Proteggere il proprio capitale

La principale differenza tra gli investitori principianti e i professionisti è che i primi ragionano in termini di “quanto posso guadagnare?”, mentre i secondi si concentrano sul “come faccio a non perdere?”. Questo è uno dei motivi per cui la maggior parte di chi fa trading o investe in autonomia perde costantemente.

 

Allora come investire un capitale?  Quali investimenti scegliere?  Quali sono gli investimenti più sicuri? 

Per rispondere a queste domande è necessario prima chiedersi perché investire. L’inflazione è il nemico "numero uno" dei risparmiatori a causa della svalutazione del capitale monetario da essa prodotta. Scopo primario dell'investimento dunque è di difendersi dall'inflazione.
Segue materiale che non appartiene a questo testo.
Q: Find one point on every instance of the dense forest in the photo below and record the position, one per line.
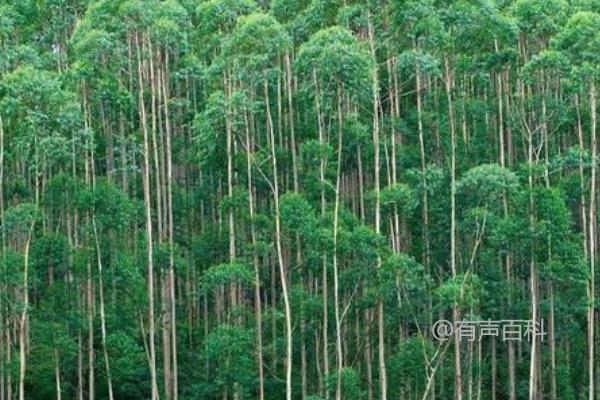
(278, 199)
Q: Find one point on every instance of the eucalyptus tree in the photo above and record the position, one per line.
(335, 65)
(576, 40)
(255, 45)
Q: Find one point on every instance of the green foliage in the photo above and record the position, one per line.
(229, 273)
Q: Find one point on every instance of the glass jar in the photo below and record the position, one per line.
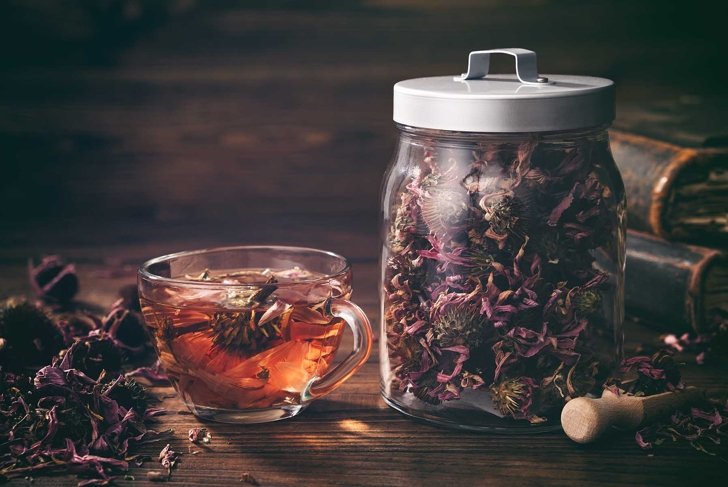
(503, 247)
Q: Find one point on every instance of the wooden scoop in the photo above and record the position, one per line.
(584, 420)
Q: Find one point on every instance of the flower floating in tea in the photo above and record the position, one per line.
(256, 344)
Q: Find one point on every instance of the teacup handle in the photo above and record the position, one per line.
(362, 330)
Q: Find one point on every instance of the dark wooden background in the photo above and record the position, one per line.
(134, 128)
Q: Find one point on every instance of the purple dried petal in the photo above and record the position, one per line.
(196, 435)
(53, 280)
(563, 205)
(645, 445)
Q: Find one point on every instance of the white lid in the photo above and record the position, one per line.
(521, 102)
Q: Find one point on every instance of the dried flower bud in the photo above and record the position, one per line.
(29, 336)
(513, 397)
(197, 435)
(588, 301)
(128, 393)
(505, 215)
(53, 280)
(459, 327)
(92, 355)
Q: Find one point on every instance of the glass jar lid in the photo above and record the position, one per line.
(522, 102)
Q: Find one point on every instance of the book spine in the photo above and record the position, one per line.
(649, 169)
(664, 282)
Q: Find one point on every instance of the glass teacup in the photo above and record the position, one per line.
(249, 334)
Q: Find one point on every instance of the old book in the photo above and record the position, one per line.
(674, 286)
(674, 161)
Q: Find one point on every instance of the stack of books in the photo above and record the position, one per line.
(674, 161)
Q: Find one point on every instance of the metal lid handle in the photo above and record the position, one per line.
(526, 70)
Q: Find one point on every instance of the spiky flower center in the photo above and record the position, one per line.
(587, 302)
(460, 327)
(508, 395)
(504, 215)
(444, 209)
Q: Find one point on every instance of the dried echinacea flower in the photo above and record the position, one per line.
(29, 337)
(168, 458)
(587, 301)
(514, 397)
(53, 280)
(459, 326)
(443, 209)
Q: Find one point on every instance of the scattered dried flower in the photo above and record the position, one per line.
(53, 280)
(491, 279)
(29, 337)
(168, 458)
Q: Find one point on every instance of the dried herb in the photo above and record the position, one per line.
(28, 337)
(703, 429)
(53, 280)
(61, 420)
(491, 276)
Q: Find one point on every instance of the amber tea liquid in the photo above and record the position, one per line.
(253, 348)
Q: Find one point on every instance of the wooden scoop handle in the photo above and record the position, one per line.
(584, 420)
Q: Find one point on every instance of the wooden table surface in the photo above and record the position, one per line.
(266, 122)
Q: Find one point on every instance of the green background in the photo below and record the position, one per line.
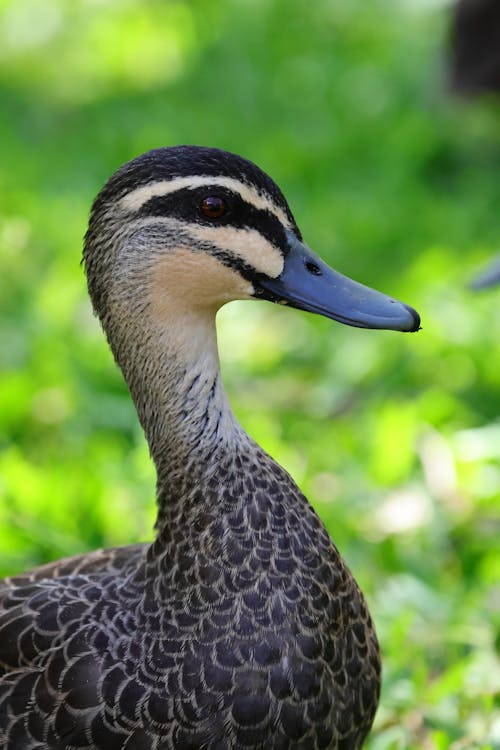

L’inflazione è il normale aumento dei prezzi di beni e servizi, che genera una diminuzione del potere d’acquisto della nostra moneta (quando, invece, si registra una generale diminuzione dei prezzi si parla di deflazione): un’inflazione annua del 5%, ad es., vuol dire che 100€ "valgono" 95€ dopo 12 mesi (100 meno il 5%). Ma quali sono le cause dell'inflazione? Le cause sono molte: la domanda di moneta inferiore all'offerta, l’aumento dei prezzi dei prodotti importati, l’aumento del costo delle materie prime, della produzione o dei beni intermedi a causa dell'aumento della domanda o per altre ragioni, ecc. Anche l’introduzione dell’Euro in Italia è stata causa di un aumento dell’inflazione, stimato intorno al 6% annuo, anche se le statistiche ufficiali Istat non riescono a misurarlo correttamente perché controllano soltanto i prezzi del prodotto più venduto di ciascuna categoria del paniere di riferimento.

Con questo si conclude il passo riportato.